If you have multiple backups, select the one from just before the problem occurred. Selecting a backup that's too old will result in losing all changes made after that point.

Step 2: Verify the Restore Target

Before restoring, verify the following information.

  • Backup date/time: The cluster will be reverted to this point in time
  • Cluster: Confirm this is the correct target cluster .
  • Status: Verify the backup file shows "Normal" status .
What if the backup status shows "Corrupted"?

Corrupted backups cannot be used for restoration. Select another valid backup or re-verify the backup file integrity.

Step 3: Execute Restore

  1. Click the Restore button .
  2. Click Start Restore in the confirmation dialog
  3. Restore progress will be displayed on screen
Important: Cluster Downtime

During etcd restoration, the cluster will be temporarily unavailable. All cluster operations including Pod scheduling and API calls will be impossible during this time. Restore time can range from minutes to tens of minutes depending on data size.

Step 4: Verify Cluster Status

After restoration completes, verify that the cluster is operating normally.

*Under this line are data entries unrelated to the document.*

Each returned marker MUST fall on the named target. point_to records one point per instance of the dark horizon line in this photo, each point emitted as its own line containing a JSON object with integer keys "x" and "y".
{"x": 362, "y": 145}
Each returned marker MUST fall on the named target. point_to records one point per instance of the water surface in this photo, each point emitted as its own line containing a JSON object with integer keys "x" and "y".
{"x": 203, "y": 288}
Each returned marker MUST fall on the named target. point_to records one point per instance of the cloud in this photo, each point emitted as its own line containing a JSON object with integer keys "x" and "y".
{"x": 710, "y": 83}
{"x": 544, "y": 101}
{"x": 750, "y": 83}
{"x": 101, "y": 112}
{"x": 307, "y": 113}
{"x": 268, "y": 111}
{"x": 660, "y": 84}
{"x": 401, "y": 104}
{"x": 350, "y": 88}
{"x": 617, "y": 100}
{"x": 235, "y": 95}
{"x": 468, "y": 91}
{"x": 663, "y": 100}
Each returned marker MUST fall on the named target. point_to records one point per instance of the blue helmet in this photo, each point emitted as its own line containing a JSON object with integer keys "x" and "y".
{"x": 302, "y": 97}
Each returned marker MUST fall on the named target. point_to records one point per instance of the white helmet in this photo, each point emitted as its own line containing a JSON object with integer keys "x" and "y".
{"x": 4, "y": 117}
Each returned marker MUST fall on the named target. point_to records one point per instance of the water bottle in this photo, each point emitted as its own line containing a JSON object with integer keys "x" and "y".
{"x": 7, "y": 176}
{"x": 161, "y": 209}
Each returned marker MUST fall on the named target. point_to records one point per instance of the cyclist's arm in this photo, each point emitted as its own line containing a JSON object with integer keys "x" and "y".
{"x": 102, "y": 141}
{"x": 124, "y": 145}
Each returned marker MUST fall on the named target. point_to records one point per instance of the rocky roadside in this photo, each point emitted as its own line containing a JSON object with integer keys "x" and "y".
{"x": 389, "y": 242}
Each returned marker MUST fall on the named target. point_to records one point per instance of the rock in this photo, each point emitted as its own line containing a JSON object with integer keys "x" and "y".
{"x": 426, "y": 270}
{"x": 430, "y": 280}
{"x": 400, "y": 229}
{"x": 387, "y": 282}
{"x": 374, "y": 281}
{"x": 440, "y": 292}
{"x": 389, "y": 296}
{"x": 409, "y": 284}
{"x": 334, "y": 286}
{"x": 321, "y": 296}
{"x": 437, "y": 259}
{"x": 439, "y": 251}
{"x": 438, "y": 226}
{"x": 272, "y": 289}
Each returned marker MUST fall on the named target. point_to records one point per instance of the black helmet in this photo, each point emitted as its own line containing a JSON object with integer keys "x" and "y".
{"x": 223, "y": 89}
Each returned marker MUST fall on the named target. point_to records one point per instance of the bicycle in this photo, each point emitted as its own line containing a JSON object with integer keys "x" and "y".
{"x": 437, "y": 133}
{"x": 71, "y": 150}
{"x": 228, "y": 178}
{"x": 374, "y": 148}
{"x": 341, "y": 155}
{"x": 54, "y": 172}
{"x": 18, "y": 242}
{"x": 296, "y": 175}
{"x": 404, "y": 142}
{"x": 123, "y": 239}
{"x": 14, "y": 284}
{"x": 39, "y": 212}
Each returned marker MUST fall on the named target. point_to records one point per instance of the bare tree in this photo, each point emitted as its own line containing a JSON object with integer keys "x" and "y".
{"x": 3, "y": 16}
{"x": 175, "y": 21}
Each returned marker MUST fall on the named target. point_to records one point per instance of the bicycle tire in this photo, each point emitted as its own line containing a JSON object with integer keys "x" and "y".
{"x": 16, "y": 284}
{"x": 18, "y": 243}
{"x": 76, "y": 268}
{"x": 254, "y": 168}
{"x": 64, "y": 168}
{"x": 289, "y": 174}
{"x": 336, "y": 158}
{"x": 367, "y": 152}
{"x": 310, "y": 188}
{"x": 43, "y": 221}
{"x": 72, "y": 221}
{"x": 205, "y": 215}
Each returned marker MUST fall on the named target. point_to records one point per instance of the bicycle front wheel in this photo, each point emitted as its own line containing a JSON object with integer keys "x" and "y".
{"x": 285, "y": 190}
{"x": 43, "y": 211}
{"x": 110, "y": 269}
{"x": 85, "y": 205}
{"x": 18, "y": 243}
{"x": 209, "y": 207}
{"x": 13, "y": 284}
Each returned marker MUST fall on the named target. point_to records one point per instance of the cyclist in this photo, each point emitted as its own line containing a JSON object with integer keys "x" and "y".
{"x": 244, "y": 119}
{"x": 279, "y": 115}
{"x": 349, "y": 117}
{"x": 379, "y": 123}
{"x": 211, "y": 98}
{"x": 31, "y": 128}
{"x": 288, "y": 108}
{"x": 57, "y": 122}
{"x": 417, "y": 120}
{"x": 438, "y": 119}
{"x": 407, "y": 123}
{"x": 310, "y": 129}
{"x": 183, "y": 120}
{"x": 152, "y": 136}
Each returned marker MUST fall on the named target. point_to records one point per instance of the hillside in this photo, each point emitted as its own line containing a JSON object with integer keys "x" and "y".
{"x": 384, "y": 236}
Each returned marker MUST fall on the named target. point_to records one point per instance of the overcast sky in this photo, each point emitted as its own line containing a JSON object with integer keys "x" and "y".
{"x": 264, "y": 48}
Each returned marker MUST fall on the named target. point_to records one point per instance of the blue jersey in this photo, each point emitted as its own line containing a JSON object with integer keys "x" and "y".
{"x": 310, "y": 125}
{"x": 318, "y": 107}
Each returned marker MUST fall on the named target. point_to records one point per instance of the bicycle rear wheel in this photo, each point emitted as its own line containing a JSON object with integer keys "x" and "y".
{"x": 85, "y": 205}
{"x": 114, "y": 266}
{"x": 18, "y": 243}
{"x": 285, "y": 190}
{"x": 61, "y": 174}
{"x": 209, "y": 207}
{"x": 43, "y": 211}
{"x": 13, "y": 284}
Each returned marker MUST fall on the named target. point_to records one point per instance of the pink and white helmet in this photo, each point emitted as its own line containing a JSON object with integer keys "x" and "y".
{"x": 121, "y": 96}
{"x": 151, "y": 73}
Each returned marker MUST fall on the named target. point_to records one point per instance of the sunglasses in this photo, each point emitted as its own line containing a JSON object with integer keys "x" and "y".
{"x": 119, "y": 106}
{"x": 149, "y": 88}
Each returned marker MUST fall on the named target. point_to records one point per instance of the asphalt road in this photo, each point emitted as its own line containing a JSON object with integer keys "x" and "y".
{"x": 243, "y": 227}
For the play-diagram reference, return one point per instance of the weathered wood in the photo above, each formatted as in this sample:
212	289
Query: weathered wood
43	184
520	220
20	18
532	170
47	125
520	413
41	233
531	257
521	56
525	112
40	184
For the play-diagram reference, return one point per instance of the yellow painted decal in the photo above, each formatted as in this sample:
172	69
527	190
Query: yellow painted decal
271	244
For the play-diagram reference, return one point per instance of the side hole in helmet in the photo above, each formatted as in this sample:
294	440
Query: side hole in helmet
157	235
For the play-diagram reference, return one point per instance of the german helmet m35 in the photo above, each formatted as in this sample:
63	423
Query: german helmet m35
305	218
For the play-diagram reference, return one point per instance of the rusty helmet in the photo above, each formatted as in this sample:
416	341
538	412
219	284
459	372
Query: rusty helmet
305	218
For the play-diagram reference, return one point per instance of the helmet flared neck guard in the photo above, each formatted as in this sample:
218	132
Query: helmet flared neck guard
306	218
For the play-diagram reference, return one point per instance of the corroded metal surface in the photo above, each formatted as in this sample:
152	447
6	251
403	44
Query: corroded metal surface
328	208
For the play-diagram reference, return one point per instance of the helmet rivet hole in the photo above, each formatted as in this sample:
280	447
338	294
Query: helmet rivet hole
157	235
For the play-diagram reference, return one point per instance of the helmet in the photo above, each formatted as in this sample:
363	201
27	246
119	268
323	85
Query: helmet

# Check node status - all nodes should be Ready
kubectl get nodes

# Check Pod status in all namespaces
kubectl get pods --all-namespaces

# Check system Pod status
kubectl get pods -n kube-system
Post-restore checklist
  1. Are all nodes in Ready state?
  2. Are all kube-system Pods in Running state?
  3. Are application Pods running normally?
  4. Can you access services normally?

Docker Recovery

Restore Docker volumes, images, and containers from backups.

Volume Recovery

Restore volumes containing application data.

Step 1: Select Backup

  1. Click the Docker backup tab on the [Backup Management] page
  2. Select the backup containing the volume you want to restore

Step 2: Select Items to Restore

  1. Volume: Select the volume to restore
  2. Path: Specify the restore location .
    • Original location: Overwrite the existing volume
    • New location: Restore with a different name (preserves existing data)
Safe restoration method

When restoring volumes in production, it's safer to first restore to a new location to verify the data, then copy to the original location after validation.

Step 3: Execute Restore

  1. Click the Restore button .
  2. Monitor the restore progress .

Image Recovery

Restore backed-up Docker images.

Step 1: Select Image Backup

  1. Select the image backup on the [Backup Management] page
  2. Select the image tar file to restore

Step 2: Load the Image

KIWI internally executes the following command to restore the image:

# KIWI internal operation
docker load -i image_backup.tar
Check image tags

Restored images retain their original tags from the backup point. If an image with the same tag already exists, it will be overwritten.


Recovery Verification

After recovery, always verify that the system is operating correctly.

Verification Checklist

  • Service status: Check Pod/container status. Expected state: Running.
  • Data integrity: Verify application data. Expected state: Data exists from backup point.
  • Network: Test service access. Expected state: Normal response.
  • Logs: Check application logs. Expected state: No errors.
Automate recovery verification

For critical systems, prepare scripts that automatically perform health checks after recovery to reduce verification time.


Troubleshooting

Restore Failure: "snapshot file corrupted"

restore failed: snapshot file corrupted

Why does this happen?

The backup file is corrupted and cannot be used for restoration. A disk error may have occurred during backup creation, or the file was corrupted after storage.

Resolution

  1. Use a different backup file: Select a valid backup from a different date .
  2. Verify backup file integrity: Check the checksum in the backup details .
  3. Check backup copies: If backups were replicated to another location, use that file .

Data Mismatch

This occurs when restored data differs from expectations, or applications produce errors.

Why does this happen?

  • Data schema changed between the backup point and current time
  • Linked data with external systems not included in the backup is inconsistent .

How to check and resolve

  1. Verify backup point: Confirm the restored data matches the backup point state .
  2. Check schema compatibility: Verify the application version is compatible with the data schema
  3. Sync external systems: Check if databases or other external systems also need restoration .
Caution with partial restoration

Restoring only part of a system can cause data inconsistencies. When possible, restore all related components together.